On May 4, the ACLU won a temporary restraining order on behalf of Kara Williams, a 16-year-old freshman at Rio Rancho High School, near Albuquerque, N.M. Ms. Williams had the misfortune of being out of class at a time when two other girls were suspected of smoking marijuana in the girls' room. She was summoned to the principal's office, where a security guard searched her bag. She had no pot, but the guard did find a key chain, attached to which was a tiny penknife, complete with tweezers, toothpick and a one-inch blade.

Under the school's zero-tolerance weapons policy, Ms. Williams was suspended for the remainder of the school year--some 45 days. Five weeks later, federal judge Bruce Black ordered the school to readmit Kara pending the outcome of the case; last week the school board effectively reduced her sentence to time served.

But the allegation of "carrying a deadly weapon" will remain on her record, unless Judge Black rules otherwise. Deadly? Ms. Williams's stepfather told KOAT-TV that he brought a similar penknife to the federal courthouse, where a security officer "looked at it and didn't think nothing of it. Went through the metal detector, gave it back to me and said, 'Go on.' "

The Rutherford Institute, meanwhile, has filed a federal lawsuit on behalf of nine-year-old Raleigh "Trey" Walker III, suspended for drawing weapons. That's drawing--as in illustrating, sketching, depicting. In March, Trey, a third-grader at Lenwil Elementary School in West Monroe, La., drew a picture of a soldier holding a knife--a tribute, his father said, to a relative in the Army. Principal Edward Davis put Trey on "in-school suspension" for a day, saying he found the picture upsetting. (You be the judge; it's reproduced nearby.) "We can't tolerate anything that has to do with guns or knives," Mr. Davis told the Monroe News-Star.

Willie Isby, director of child welfare and attendance for the Ouachita Parish school system, added that "the punishment is not that bad in this case, in light of the fact that we have been having all these killings in schools." Mr. Isby also vowed to suppress "copycat drawings." Meanwhile Trey's father, Raleigh Walker II, told the News-Star, "I had to explain to him that owning guns and being in the Army is not bad."

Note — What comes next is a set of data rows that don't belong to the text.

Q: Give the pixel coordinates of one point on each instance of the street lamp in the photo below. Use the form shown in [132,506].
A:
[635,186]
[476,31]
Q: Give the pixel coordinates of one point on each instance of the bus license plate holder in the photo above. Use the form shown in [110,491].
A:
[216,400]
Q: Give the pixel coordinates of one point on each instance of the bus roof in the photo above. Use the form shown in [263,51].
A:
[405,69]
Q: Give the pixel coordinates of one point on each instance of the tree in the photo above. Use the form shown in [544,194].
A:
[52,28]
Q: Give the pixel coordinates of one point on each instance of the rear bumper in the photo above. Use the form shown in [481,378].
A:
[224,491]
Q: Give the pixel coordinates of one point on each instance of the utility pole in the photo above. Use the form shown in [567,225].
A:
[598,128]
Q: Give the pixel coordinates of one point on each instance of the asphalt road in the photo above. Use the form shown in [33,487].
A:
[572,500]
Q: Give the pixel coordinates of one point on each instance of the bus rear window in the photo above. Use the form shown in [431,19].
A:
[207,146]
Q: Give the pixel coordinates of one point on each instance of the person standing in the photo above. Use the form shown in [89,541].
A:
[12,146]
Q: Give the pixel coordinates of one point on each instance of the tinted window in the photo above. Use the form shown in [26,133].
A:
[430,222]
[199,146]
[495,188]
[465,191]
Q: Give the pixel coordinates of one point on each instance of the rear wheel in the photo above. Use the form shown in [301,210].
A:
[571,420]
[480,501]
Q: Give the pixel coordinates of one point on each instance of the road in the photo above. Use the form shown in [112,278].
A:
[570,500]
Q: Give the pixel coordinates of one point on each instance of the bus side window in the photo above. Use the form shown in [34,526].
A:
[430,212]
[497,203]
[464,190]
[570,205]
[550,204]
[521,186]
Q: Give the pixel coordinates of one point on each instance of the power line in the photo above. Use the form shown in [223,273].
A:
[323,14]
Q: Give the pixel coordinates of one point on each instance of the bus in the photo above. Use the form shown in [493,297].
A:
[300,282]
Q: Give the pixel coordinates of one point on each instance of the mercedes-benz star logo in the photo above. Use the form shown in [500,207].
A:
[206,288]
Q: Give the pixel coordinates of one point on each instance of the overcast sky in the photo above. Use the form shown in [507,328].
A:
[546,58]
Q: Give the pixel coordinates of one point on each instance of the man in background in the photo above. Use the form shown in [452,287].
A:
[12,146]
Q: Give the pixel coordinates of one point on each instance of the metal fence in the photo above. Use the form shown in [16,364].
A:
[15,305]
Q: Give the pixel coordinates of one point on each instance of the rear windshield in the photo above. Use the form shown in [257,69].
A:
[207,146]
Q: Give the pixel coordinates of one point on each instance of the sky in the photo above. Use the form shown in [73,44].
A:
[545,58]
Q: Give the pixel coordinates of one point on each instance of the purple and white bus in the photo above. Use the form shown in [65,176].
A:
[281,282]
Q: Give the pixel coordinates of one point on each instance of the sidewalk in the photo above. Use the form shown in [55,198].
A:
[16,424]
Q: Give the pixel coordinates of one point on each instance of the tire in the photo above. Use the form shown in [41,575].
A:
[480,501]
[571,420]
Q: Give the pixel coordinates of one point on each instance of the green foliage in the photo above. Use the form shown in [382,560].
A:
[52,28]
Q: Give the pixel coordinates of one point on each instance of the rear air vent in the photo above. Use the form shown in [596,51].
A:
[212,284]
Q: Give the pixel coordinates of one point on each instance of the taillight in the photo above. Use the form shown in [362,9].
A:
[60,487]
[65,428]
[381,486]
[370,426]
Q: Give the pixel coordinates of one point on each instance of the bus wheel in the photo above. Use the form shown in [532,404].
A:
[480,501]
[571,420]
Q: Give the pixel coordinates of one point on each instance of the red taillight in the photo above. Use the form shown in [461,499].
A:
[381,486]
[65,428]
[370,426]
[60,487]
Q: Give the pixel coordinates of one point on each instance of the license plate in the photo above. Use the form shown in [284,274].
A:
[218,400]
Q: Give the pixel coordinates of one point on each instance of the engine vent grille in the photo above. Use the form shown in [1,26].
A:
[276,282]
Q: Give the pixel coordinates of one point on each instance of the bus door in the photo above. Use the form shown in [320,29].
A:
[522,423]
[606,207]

Since March, when I began following zero-tolerance for the "Best of the Web Today" feature of, this page's Web site, I've read dozens of news stories about outrageously stupid acts of school discipline. (I'm grateful to OpinionJournal's readers for tipping me off to many of them.) A complete archive is available on the site, but here's a sampling:

Last week an 11-year-old fifth-grader in Oldsmar, Fla., was hauled out of class in handcuffs for drawing pictures of weapons. "The children were in no danger at all," Oldsmar Elementary Principal David Schmitt acknowledged in an interview with the St. Petersburg Times. "It involved no real weapons." But school-district spokesman Ron Stone told the Times that handcuffing is "normal procedure in a situation like this."

A 16-year-old girl was suspended for 10 days from Pau-Wa-Lu Middle School in Gardnerville, Nev., for compiling a list of classmates who "frustrated" her. "We don't want a school shooting in our county, and we would rather err on the side of student safety," principal Robbin Pedrett told the Associated Press--even though the girl had no access to weapons.

In Stuart, Fla., a nine-year-old second-grader was arrested and charged with aggravated assault--a felony--after he allegedly pointed a toy gun at a classmate at J.D. Parker Elementary School. Earlier, two eight-year-olds at the Augusta Street School in Irvington, N.J., were charged with "making terrorist threats" after playing cops and robbers with "paper guns." (Prosecutors later dropped the charges.) And in Jonesboro, Ark., eight-year-old Christopher Kissinger was suspended from South Elementary School for three days for pointing a boneless, breaded chicken finger at a teacher and saying, "Pow, pow, pow."

What accounts for this madness? Why are schools so wildly overreacting to, or even criminalizing, ordinary juvenile behavior? The specter of Columbine and other heavily publicized school shootings obviously haunts school officials everywhere. But zero tolerance long predates that massacre. The Education Department reported that in the 1996-97 school year--two years before Columbine--94% of schools nationwide already had zero-tolerance policies for firearms.

The reactions we've seen lately--reminiscent of the Secret Service investigating every wisecrack or offhand remark about assassinating the president--are vastly disproportionate to the actual risk. The Secret Service has reason to be hypervigilant. Of the 42 men who have served as president, four were assassinated and another six survived at least one assassination attempt. If you're president, then, the odds of your being an assassination target are 23.8%, or nearly one in four. The likelihood of being killed in school is more like one in two million, or 0.00005%.

The Associated Press reported yesterday that the Columbine Review Commission, set up by Gov. Bill Owens in the wake of the 1999 massacre, is recommending that every Colorado high school set up a team to evaluate verbal and written threats. Perhaps these teams will approach the task with sensitivity and common sense. But if the stories we've seen from around the country are any indication, America's schoolchildren have more to fear from mass hysteria in the name of zero tolerance than from any lack of vigilance on the part of school officials.